Kritik äußert er auch an der Reaktion auf einen Brandanschlag auf sein Anwesen im Januar. Seine Partei habe drei Tage gebraucht, »um sich überhaupt in irgendeiner Form dazu öffentlich zu äußern, auch wenn der Parteivorsitzende mich am Tag nach dem Anschlag anrief. Drei Tage öffentliches Schweigen in einer Situation, in der ein politisch motivierter Angriff gegen einen Antisemitismusbeauftragten stattgefunden hatte. Dieses Schweigen hat mich tief verletzt. Es war ein Moment, in dem ich sehr deutlich gespürt habe, wie groß die Distanz zwischen mir und meiner eigenen Partei inzwischen geworden ist«, so Büttner.
Parteiausschlussverfahren war im Gang
Ein weiterer Kritikpunkt Büttners sei das gegen ihn angestrengte Parteiausschlussverfahren. »Die Bundesschiedskommission hat mir mitgeteilt, dass der Antrag gegen mich aus ihrer Sicht nicht unbegründet sei. Man muss sich diesen Vorgang einmal vor Augen führen: Der Antisemitismusbeauftragte eines Bundeslandes steht in seiner eigenen Partei unter Ausschlussverdacht, weil er Antisemitismus klar benennt. Das ist politisch absurd. Ebenso absurd ist die gleichzeitig verbreitete Behauptung, es gebe in dieser Partei kein Antisemitismusproblem.«
Wenn man den Zionismus delegitimiere, könne man nicht glaubwürdig gegen Judenhass ankämpfen, meint Büttner. »All das ist nicht mehr meine politische Heimat«, schreibt er in seinem Austrittsbrief.
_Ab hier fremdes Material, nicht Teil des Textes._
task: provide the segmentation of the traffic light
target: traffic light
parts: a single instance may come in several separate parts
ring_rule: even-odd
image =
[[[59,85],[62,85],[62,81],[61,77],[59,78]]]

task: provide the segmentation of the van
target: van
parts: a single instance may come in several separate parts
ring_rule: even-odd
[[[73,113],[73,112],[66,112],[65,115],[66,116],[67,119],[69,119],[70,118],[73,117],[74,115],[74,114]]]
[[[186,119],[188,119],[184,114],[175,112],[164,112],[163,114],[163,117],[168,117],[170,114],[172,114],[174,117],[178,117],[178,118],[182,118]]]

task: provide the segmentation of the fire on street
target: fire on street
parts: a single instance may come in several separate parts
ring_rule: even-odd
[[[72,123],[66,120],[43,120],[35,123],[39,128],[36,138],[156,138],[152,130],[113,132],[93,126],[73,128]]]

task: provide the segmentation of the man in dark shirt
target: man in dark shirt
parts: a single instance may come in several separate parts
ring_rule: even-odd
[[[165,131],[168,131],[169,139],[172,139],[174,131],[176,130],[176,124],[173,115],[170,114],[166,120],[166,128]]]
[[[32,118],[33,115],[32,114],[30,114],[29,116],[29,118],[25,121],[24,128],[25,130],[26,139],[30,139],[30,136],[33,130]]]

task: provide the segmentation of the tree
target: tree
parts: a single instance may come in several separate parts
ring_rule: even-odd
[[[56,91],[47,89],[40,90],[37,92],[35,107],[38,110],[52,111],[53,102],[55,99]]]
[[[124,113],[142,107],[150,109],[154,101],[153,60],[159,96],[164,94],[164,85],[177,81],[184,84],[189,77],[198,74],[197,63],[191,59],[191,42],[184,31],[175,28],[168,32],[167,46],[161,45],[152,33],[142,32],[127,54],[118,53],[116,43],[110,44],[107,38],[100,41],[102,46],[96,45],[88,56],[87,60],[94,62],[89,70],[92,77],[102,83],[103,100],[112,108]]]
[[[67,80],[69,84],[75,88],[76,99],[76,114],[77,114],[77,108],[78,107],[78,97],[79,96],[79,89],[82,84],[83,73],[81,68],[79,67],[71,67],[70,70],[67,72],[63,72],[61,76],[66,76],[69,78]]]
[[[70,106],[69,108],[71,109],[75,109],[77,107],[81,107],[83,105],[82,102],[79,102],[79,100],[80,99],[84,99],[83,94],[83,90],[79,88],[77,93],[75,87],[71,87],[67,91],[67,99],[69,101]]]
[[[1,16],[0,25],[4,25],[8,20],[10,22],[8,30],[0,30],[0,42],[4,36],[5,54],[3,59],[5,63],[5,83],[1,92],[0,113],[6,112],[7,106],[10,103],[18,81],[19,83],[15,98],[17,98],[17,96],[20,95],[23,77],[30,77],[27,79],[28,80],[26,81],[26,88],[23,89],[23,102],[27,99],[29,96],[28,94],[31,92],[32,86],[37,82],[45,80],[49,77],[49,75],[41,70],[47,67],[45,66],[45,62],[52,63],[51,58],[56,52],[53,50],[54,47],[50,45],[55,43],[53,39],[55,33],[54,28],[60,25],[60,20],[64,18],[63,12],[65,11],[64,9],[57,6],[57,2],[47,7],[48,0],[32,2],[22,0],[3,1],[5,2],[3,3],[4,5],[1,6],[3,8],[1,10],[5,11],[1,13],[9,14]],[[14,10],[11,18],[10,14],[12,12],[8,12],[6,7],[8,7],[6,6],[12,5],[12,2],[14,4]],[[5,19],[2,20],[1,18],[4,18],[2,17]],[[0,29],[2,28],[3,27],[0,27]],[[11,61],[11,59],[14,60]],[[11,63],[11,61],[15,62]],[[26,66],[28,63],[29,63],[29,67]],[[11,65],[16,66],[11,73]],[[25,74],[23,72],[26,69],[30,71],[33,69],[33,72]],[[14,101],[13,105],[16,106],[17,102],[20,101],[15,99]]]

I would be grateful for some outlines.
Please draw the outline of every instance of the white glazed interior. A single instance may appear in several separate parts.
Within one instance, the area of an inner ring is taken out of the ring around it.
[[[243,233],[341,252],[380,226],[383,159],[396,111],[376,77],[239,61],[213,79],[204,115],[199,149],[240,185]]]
Er könne daher nicht mehr in der Linkspartei bleiben.
Büttner war vor seinem Beitritt zur Linkspartei Mitglied der FDP in Brandenburg und zeitweise auch Fraktionsvorsitzender der Liberalen im Landtag von Brandenburg. Politiker anderer Parteien begrüßten seinen Austritt. »Wir haben großen Respekt vor der Arbeit von Andreas Büttner als Antisemitismusbeauftragter des Landes Brandenburg. Gut ist, dass er dieses wichtige Amt weiterhin ausübt. Wir begrüßen seine klare Haltung gegen jeden Antisemitismus. Seine Entscheidung ist vor diesem Hintergrund folgerichtig«, sagte der brandenburgische Landesvorsitzende von Bündnis90/Die Grünen, Clemens Rostock.